First, the court started by addressing the evidentiary value of admissions made by the fiduciary of an estate:
Where, as here, one of the principals is deceased, “the admissions or declarations of administrators and executors may be evidence – where they are made while engaged in the performance of a duty pertaining to the estate in a representative capacity, in which the declaration is pertinent and accompanies the act so as to constitute a part of the res gestae.” Estate tax returns and certifications can, therefore, constitute admissions of the deceased. The probative value of the statement is to be assessed in the light of the personal knowledge of the representative, and, in any event, the statement is not conclusive, but constitutes “some evidence” (citations omitted).
Indeed, the court considered evidence of the Petitioner’s knowledge of her husband’s business interests. Curiously, the court made no mention in the decision of New York’s “Dead Man’s Statute” (CPLR 4519), which makes testimony by an interested witness “concerning a personal transaction or communication between the witness and [a] deceased person or mentally ill person” excludable “[u]pon the trial of an action or the hearing upon the merits of a special proceeding[.]” The surviving spouse is certainly an “interested witness”, notwithstanding that she is the fiduciary of the estate. Perhaps the court did not consider the “standing” hearing to be a trial or hearing “on the merits” of the proceeding. Or perhaps the court considered applicable the “fiduciary” exception to the rule (see John M. Greenfield, A Treatise of Testimony Under § 347, Civil Practice Act § 120 [1923] [“Where executors or administrators sue or are sued as representatives of the estate, and the adverse party is not a personal representative, the general rule is that the testimony of an executor or administrator in behalf of the estate is not considered to be in his own behalf or interest even though he has a personal interest in the estate as legatee or heir and to that extent might be said to be testifying in his own interest.]).
Second, the court considered documents prepared by the attorney who assisted the decedent with his estate planning. Specifically, the court considered an “Asset Questionnaire” that the attorney prepared using information provided by the decedent. The questionnaire was prepared approximately four months before the decedent’s death. The page in the questionnaire headed “Stocks” and the page headed “Interest in Corporation, Partnership and Limited Partnership” were both blank. The attorney testified that the decedent mentioned no businesses or properties in which he had an interest. But the attorney also testified that:
[T]here came a time when I started the information for the assets questionnaire and . . . I mentioned something about the fact that I understood that he was an employee of Mr. Fotinos. . . He stopped me immediately and said no, no not employee. Business partner. Business associates. Not employee.

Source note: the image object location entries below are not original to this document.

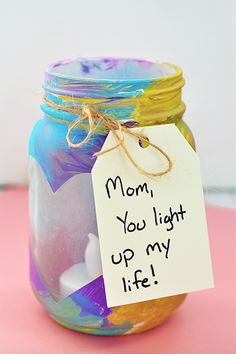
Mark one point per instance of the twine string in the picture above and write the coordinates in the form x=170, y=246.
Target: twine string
x=90, y=114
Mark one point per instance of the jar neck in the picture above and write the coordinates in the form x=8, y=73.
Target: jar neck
x=146, y=93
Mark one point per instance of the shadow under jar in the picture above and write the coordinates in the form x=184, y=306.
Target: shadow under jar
x=65, y=263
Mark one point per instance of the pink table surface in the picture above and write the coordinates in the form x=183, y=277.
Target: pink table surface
x=204, y=324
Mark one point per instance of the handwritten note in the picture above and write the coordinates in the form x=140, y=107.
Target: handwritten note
x=152, y=231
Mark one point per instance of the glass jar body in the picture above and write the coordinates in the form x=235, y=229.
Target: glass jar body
x=66, y=273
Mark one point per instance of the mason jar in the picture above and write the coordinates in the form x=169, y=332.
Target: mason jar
x=65, y=262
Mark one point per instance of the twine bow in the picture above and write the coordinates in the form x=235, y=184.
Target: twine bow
x=93, y=116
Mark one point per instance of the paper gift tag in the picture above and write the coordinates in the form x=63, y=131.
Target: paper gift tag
x=152, y=231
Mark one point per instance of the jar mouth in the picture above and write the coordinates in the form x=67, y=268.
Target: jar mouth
x=110, y=69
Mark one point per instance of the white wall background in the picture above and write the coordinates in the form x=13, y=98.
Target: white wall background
x=197, y=35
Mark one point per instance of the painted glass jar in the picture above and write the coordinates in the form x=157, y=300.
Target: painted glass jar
x=65, y=264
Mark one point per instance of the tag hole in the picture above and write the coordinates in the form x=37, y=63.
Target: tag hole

Since the attorney was never asked, and did not explain, the apparent inconsistency between the decedent’s statement and the absence of information in the questionnaire, the court determined that the questionnaire was ambiguous at best.

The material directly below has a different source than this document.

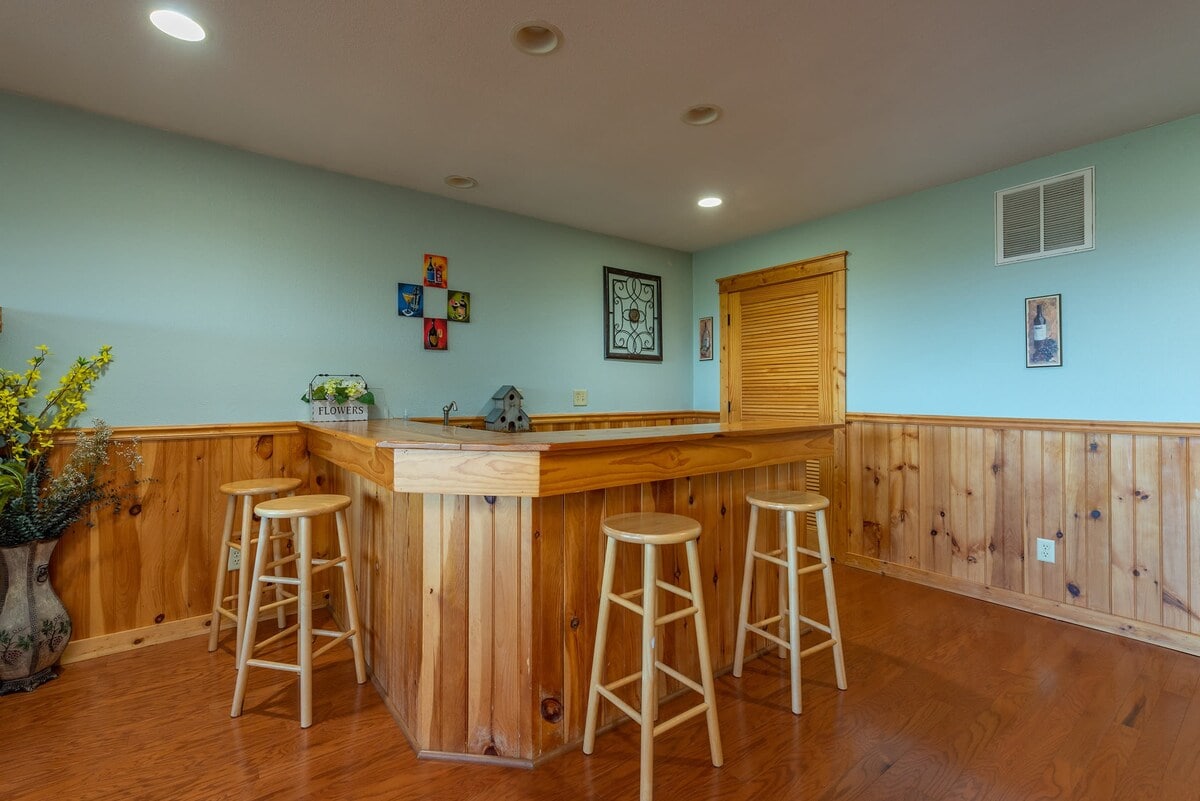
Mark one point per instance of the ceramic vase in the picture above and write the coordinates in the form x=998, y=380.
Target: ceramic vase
x=34, y=624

The court also considered the probate petition and estate tax certification signed by the executor of the decedent’s estate. The petition, prepared by the same attorney discussed above, showed the value of personal property as zero, and the tax certification showed the value of stocks and bonds as zero. Those values, according to the court, were evidence as to the executor’s understanding of the decedent’s business interests. The court determined, however, that the probative value of the evidence was undermined by the ambiguous Asset Questionnaire in preparing the petition and tax certification.
In the end, the court determined that the decedent had an ownership interest in one corporation, but not the other. Again, how and why the court reached that determination — which seems a lot like King Solomon’s threat to “split the baby” — is not the focus of this article (again, Mr. Mahler’s article provides a detailed analysis of the merits of the case). But the fact that the court considered the estate planning documents significant should not be overlooked. Would a commercial litigator necessarily think to subpoena a decedent’s estate planning file in attempting to gather evidence of the decedent’s stock ownership? Probably not. But this case stands as an example of how “non-corporate” documents — estate documents in particular — can be useful in a corporate dispute.